Seguimos com o carro fazendo um barulho cada vez mais assustador. Percebemos que o freio estava piorando e começando a ficar perigoso rodar assim. Conseguimos ir devagarzinho até estacionarmos na frente ao Hotel Hernandarias, onde passamos a noite. Ufa! Tem estacionamento. O Andre deixou o carro do outro lado da rua do hotel e foi lá pedir para abrirem o portão antes de fazer o checkin. Quando voltou e engatou a marcha para dar a ré e manobrar, travou o carro todinho. O barulho fez arrepiar todos os ossinhos da coluna. Que m$%#& aconteceu? Abriram o portão e com muita calma colocamos o carro para dentro. Como chegamos depois das 21h, dificilmente conseguiríamos alguma oficina aberta aquele horário. A preocupação a essa altura era de acabar a viagem por aqui. Pensa, uma sexta-feira de noite, em uma cidade relativamente pequena, para resolver um problema com o carro que não freia, e pior… explicar tudo isso sabendo meia dúzia de palavras em espanhol.
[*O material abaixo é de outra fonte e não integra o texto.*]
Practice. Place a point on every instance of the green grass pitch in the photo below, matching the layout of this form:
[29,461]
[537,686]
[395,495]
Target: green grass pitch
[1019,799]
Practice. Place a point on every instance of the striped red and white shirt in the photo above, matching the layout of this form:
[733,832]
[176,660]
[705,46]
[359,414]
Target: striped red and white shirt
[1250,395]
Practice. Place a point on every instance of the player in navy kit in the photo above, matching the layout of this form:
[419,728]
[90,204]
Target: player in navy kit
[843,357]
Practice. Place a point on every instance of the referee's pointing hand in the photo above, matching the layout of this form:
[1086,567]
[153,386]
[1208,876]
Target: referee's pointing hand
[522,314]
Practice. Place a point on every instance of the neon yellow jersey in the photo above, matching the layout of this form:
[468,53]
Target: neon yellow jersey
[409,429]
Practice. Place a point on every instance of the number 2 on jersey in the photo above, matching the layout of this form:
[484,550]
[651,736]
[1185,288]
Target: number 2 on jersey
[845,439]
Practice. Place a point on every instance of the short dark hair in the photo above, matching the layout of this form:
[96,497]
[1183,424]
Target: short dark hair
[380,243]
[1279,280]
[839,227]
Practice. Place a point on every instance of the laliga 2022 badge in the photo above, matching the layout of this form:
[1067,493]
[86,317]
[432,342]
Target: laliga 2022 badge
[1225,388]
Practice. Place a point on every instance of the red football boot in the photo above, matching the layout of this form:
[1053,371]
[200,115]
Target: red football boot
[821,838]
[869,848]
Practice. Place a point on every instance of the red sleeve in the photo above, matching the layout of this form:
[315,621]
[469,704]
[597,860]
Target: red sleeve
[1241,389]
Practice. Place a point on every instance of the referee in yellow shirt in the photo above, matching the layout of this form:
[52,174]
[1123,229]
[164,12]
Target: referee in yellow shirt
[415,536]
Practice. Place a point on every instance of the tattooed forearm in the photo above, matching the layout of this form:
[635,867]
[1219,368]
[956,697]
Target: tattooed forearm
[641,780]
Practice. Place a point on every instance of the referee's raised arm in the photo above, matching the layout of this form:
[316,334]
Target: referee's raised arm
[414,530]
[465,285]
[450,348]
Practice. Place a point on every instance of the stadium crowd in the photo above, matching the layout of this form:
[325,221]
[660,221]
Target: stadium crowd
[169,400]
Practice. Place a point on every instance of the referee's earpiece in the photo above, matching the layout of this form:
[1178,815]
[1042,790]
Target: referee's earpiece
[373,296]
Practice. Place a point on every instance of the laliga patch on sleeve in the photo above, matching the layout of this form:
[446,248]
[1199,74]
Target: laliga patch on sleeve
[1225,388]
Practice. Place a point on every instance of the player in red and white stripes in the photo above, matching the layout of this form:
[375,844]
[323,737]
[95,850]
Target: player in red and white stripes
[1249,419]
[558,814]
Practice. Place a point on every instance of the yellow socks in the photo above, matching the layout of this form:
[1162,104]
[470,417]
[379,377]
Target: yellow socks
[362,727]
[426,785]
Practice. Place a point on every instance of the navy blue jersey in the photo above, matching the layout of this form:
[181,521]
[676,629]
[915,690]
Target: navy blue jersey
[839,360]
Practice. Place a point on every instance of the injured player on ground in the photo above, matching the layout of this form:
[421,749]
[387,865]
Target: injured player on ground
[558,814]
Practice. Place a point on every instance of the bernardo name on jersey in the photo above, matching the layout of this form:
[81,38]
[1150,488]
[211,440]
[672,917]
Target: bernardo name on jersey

Será que as oficinas argentinas trabalham no sábado? Mas decidimos ignorar o problema por hoje, descansar e amanhã iremos atrás do conserto.
Enquanto o Andre terminava o checkin e tentava descobrir sobre o funcionamento das oficinas, sem muito sucesso, eu fui subindo com as malas para o quarto. Quando entrei, não acreditei. Três camas de solteiro e um banheiro que dava vontade de chorar. Admito que tenho um certo problema com banheiros escuros e velhos. Esse era cinza, com uma cortininha imunda no chuveiro, acompanhada de um rodo encardido, que tínhamos que usar enquanto tomávamos banho, pois o chuveiro não tinha box e nem um rebaixo no piso para a água não escorrer. Durante o banho, vinha um vento não sei de que raios de lugar, que fazia a cortina de plástico grudar na bunda durante o banho. Pensa no ódio.
Tudo que a gente mais queria hoje era uma boa noite de sono e um banho gostoso, mas como reclamar do lugar que nos salvou de uma encrenca ainda maior? Ficamos pensando no tal anjo que nos fez desistir de seguir os 400km a mais que tínhamos programado inicialmente no roteiro para hoje e escolher o hotel a 20km do lugar que estragou o carro. Só nos restava agradecer e encarar o banheiro com 50 – horríveis – tons de cinza.
Queríamos mais é descansar, para no dia seguinte correr atrás de uma solução para algo que a gente nem fazia ideia ainda do que era. Como fizemos o seguro do carro, estávamos mais tranquilos, se precisasse levar o carro guinchado para o Brasil, não iríamos à falência. Até chegamos a contactar o rapaz que fez o seguro pra gente, que foi todo atencioso e se colocou à disposição sem pestanejar, tarde da noite. Mas resolvemos esperar e ver qual é o real problema e tentar continuar nossa viagem de carro mesmo, não de guincho.
Hoje, além de desejar uma boa noite aos viajantes, pedimos que nos desejem também. Amanhã é um novo dia.
Obs: Valores em real, com o câmbio do dia 04/01/2019.
Mais ou menos 10/1.
Nossa, ansiosa para ler os próximos hehe
Estamos um pouquinho atrasados, mas juramos de dedinho que já já colocamos o final da viagem 🙂
Obrigada por nos acompanhar, Mari!
Uaaau … Foi emocionante ler toda essa aventura . Que bom que deu tudo certo ? .
David, foi incrível, mesmo com o perrengue do carro. Foram quase 15.000 km e apenas um incidente. Viagam ma-ra-vi-lho-sa!
Ótimos textos! Esperando o final …
Obrigada pelo elogio, Rut! Estamos atrasadinho mesmo com o final, mas prometemos que amanhã entra o dia 15.